The Bottom Line
- Personal Antispam X5 filters spam conveniently in Mac OS X Mail and Entourage
- A combination of rules, learning Bayesian filtering and URL blacklist captures lots of junk mail
- Personal Antispam X5 can mis-identify a significant amount of good mail as spam
- In OS X Mail, using a rule to filter, Personal Antispam does not clean IMAP folders automatically
- Personal Antispam X5 requires a system restart at installation
Description
- Personal Antispam X5 filters spam in Mac OS X Mail and Microsoft Entourage.
- A learning Bayesian filter joins forces with URL and sender blacklists as well as further rules for spotting spam.
- Personal Antispam X5 can get fresh rules from online updates.
- Using the email program's filtering engine, Personal Antispam X5 moves junk to a special "Spam" folder.
- You can recover mail or mark it as spam (and teach Personal Antispam X5's filter) using the menu and keyboard shortcuts.
- A white list lets you safeguard certain senders (as well as, automatically, people in your address book).
- Personal Antispam X5 keeps a log of its message filtering and reasons for letting messages pass or deeming them spam.
- Personal Antispam X5 supports Mac OS X 10.4/5.
Guide Review - Personal Antispam X5 10.5 - Spam Filter
So far so good. It's a pity Personal Antispam X5 does not trust its content filter — and not your teaching much either. In my tests, one or the other rule found something wrong with many a good and honest email. Newsletters in particular fell prey to Personal Antispam X5, and other than adding their senders to the white list, I found no way to stop the filtering (turning off URL detection helped somewhat).

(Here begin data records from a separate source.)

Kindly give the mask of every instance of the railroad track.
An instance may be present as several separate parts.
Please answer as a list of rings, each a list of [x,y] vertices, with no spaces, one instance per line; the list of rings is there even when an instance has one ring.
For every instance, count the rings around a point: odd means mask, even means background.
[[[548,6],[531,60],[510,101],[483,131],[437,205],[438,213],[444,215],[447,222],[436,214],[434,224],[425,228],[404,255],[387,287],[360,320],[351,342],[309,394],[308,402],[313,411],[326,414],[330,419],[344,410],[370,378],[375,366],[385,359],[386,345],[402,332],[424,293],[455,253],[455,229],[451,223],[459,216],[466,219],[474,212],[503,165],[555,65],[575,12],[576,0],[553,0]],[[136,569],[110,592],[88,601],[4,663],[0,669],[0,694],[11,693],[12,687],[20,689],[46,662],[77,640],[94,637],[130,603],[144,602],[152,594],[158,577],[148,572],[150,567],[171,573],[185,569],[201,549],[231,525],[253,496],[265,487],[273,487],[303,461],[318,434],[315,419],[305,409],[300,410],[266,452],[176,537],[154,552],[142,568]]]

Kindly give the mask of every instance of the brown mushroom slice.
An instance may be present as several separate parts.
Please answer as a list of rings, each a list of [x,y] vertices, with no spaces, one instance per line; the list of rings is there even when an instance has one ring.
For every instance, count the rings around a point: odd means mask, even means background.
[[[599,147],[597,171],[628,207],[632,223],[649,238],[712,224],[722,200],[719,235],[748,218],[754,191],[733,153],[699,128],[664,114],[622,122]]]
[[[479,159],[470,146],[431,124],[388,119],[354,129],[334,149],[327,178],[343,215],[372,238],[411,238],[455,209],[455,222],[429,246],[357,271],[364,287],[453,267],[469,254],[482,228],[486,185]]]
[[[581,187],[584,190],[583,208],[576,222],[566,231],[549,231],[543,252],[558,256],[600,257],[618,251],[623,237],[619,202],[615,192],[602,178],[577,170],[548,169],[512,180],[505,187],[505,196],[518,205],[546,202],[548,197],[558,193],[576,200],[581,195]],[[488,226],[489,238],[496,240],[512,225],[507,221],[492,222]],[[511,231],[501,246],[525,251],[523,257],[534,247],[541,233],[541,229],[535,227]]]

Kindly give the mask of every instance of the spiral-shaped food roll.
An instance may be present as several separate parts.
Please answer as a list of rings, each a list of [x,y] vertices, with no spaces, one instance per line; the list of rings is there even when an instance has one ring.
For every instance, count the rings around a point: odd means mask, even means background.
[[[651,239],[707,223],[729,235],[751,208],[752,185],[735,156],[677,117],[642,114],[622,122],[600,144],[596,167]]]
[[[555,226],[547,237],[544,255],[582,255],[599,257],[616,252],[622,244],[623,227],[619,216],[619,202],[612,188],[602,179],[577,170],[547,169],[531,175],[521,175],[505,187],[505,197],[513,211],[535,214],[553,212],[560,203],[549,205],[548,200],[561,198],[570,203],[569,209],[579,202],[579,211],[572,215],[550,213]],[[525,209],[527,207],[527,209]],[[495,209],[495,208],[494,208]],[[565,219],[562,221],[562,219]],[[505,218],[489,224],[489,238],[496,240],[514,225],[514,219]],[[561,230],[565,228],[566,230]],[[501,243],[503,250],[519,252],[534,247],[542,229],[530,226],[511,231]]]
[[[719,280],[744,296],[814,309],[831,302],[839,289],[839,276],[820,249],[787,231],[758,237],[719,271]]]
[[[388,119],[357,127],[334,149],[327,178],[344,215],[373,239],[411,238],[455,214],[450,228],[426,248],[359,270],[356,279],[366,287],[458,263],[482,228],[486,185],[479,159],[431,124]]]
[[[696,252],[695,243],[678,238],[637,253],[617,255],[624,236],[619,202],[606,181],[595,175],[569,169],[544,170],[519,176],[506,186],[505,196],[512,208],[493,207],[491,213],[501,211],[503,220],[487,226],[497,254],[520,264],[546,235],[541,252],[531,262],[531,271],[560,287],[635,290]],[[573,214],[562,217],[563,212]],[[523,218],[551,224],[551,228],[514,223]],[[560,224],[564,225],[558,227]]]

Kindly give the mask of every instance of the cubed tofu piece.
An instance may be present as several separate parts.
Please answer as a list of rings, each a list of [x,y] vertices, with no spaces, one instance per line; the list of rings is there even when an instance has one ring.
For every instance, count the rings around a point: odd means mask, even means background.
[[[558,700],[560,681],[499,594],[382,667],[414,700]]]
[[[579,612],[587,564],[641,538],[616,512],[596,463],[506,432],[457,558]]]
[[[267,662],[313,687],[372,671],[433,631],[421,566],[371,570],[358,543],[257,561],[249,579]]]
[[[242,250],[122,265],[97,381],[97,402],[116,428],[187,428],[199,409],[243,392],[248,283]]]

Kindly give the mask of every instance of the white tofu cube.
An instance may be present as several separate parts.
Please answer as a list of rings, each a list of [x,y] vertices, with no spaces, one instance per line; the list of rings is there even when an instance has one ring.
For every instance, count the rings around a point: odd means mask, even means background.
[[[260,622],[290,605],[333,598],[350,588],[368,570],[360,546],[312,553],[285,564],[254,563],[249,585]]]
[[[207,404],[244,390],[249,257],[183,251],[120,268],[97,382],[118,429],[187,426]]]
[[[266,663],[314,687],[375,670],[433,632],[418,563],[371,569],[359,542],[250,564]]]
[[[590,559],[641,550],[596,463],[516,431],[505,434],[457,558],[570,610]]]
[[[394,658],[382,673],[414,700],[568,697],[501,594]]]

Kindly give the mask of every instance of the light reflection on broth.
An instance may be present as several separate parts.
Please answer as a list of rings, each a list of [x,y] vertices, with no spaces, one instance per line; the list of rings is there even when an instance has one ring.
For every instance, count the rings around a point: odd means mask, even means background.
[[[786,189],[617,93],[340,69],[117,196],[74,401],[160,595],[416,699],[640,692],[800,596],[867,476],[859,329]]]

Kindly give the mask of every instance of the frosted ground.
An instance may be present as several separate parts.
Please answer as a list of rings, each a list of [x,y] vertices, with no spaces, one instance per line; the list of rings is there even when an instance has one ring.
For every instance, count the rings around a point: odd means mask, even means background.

Assuming it does filter correctly, Personal Antispam X5 does so using a rule. In Mac OS X Mail, this works handsomely as far as POP accounts go. For IMAP folders and inboxes, you can "apply rules" manually and have Personal Antispam X5 scan for spam. Training, again, is easy with menu commands and keyboard shortcuts; all mail identified as junk is collected in a "Spam" folder.